Michael Ellerman <mpe@ellerman.id.au> writes: > "Linux regression tracking (Thorsten Leemhuis)" <regressions@leemhuis.info> writes: >> [CCing the regression list, as it should be in the loop for regressions: >> https://docs.kernel.org/admin-guide/reporting-regressions.html] >> >> On 20.05.24 17:15, Christoph Hellwig wrote: >>> Adding ben and the linuxppc list. >> >> Hmm, no reply and no other progress to get this resolved afaics.
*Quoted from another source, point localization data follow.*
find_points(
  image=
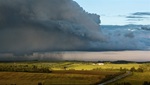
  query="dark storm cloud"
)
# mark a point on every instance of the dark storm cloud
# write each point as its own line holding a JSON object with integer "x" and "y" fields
{"x": 46, "y": 25}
So lets >> bring Michael into the mix, he might be able to help out. > > Sorry I didn't see the original forward for some reason. > > I haven't seen this on my G5, but it's hard drive is on SATA. I think > the CDROM is pata_macio, but there isn't a disk in the drive to test > with. > >> BTW TWIMC: a PowerMac G5 user user reported similar symptoms here >> recently: https://bugzilla.kernel.org/show_bug.cgi?id=218858 > > AFAICS that report is from a 4K page size kernel (Page orders: ... > virtual = 12), so there must be something else going on? No that's wrong. The actual hardware page size is 4K, but CONFIG_PAGE_SIZE and PAGE_SHIFT etc. is 64K. So at least for this user the driver used to work with 64K pages, and now doesn't. cheers
On Fri, May 31, 2024 at 12:28:21AM +1000, Michael Ellerman wrote: > No that's wrong. The actual hardware page size is 4K, but > CONFIG_PAGE_SIZE and PAGE_SHIFT etc. is 64K. > > So at least for this user the driver used to work with 64K pages, and > now doesn't. Which suggested that the communicated max_hw_sectors is wrong, and previously we were saved by the block layer increasing it to PAGE_SIZE after a warning. Should we just increment it to 64k?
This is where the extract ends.